Thursday, September 10, 2015

Early Samurai


The early samurai were largely defined by the wilderness and perhaps most interestingly by the first people's of Japan. For Japan's rugged nearly impassible mountains were covered in primal forests that made in nearly impossible for the Imperial Court to finally take control over the whole of Japan. Their poorly trained army of conscripted peasants continued to loose battle after battle to the Emishi, the armies of hunter gatherers and agricultural people's who wouldn't bend to the Emperor's control. As the peasants died the amount of rice the Emperor could collect from them in taxes decreased. Realizing that he couldn't afford to continue to fight the way he was he tried starving the Emishi out, passing laws against trading with them, but smugglers earned too much money from their fine horses and other goods to stop. Finally in desperation he turned to the hunters within his territory. From the ranks of these people the Imperial Court considered primitive came the Samurai.

These early Samurai understood the mountains and wild places of Japan, they knew how to use bows, how to fight a guerrilla war. They were able to use this knowledge to help the Imperial Court take over the whole of Japan.



In early Japan these Samurai lived in the country, on the farms from which they collected their taxes (A thousand years after their formation the Shogunate would force them to live in cities where he could control them). Here they waged small wars with each other to conquer ever more land or settle innumerable disputes. These early samurai were more likely to fight with bows than swords. Japan is a mountainous uneven land, so rushing an enemy with a sword can be very difficult if not impossible.
Even duels between samurai often took place with both of them firing and dodging arrows.

In this world honor came from victory, indeed many of the early heroes of Japan can be said to have been very similar to later ninjas (and many samurai were ninjas, in fact there were classes which taught samurai how to sneak into buildings and rob them). A samurai might hide in an outhouse or a tree and assassinate their unsuspecting enemy. One of early Japan's greatest heroes, Yamato, finds victory against his enemies first by dressing as a woman and then killing the unprepared man. He then travels to the land of another enemy named Idzumo so he makes friends with him. 

So, having secretly made the wood of an oak-tree into a false sword and augustly girded it, he went with the bravo to bathe in the River Hi. Then, His Augustness Yamato-take getting out of the river first, and taking and girding on the sword that the Idzumo bravo bad taken off and laid down, said: " Let us exchange swords! " So afterward the Idzumo bravo, getting out of the river, girded on His Augustness Yamato-take's false sword. Hereupon His Augustness Yamato-take, suggested, saying: "Come on! let us cross swords." Then on drawing his sword, the Idzumo bravo could not draw the false sword. Forthwith His Augustness Yamato-take drew his sword and slew the lclzumo bravo. Then he sang augustly, saying: "Alas that the sword girded on the Idzumo bravo, and wound round with many a creeper, should have had no true blade!" So having thus extirpated the bravoes and made the land orderly.

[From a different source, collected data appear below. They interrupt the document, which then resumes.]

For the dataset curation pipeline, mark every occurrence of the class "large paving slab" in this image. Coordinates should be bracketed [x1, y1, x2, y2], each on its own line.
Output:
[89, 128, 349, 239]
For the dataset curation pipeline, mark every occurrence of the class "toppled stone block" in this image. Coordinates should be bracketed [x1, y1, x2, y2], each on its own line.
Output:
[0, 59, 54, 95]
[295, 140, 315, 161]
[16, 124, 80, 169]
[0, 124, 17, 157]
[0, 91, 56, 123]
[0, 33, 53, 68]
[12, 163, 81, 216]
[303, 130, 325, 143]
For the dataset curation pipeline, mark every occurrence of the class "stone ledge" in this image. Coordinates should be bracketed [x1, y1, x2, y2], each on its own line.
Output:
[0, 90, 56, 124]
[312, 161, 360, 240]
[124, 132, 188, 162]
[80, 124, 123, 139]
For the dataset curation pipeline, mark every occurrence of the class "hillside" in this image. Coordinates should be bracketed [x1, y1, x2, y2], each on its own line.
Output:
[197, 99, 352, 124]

In addition many samurai could be likened to bandits, vikings, people who raided villages for money. They were often brutal and thuggish. This is clear in fairy tales which treated them as monsters, very much like an oni. They would attack poor travelers. In one tale a samurai demands that two craftsmen hand over everything they've saved over the course of years of work. When they refuse he kills one of them and chases the other for a ways. To a large extent this began to be the way many ordinary people viewed vagrant samurai, as bandits or simple thieves. They broke into people's homes, slaughtered merchants and peasants, and generally caused trouble.

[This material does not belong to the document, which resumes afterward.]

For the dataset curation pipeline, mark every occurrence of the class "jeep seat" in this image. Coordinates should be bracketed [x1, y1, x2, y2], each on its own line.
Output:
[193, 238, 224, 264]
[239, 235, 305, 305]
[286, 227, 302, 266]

In one story a young man's father is killed and his land taken in war. Deciding that it was beneath him to work and being a fearless warrior "he decided that he would feed himself through highway robbery. So he began to work in the Etschigo Mountains and soon became one fo the most feared predators there was. The mountains were full of other bandits but they knew that Jiraiya was indisputably the most daring and boldest of them all so they came to ask him to be their leader. Jiraiya agreed and soon became a bandit king without peer. After some time however he was not happy with his fate but lived with the hope that he would in time gain enough money to raise an army against his powerful enemy; the daimyo who had murdered his father."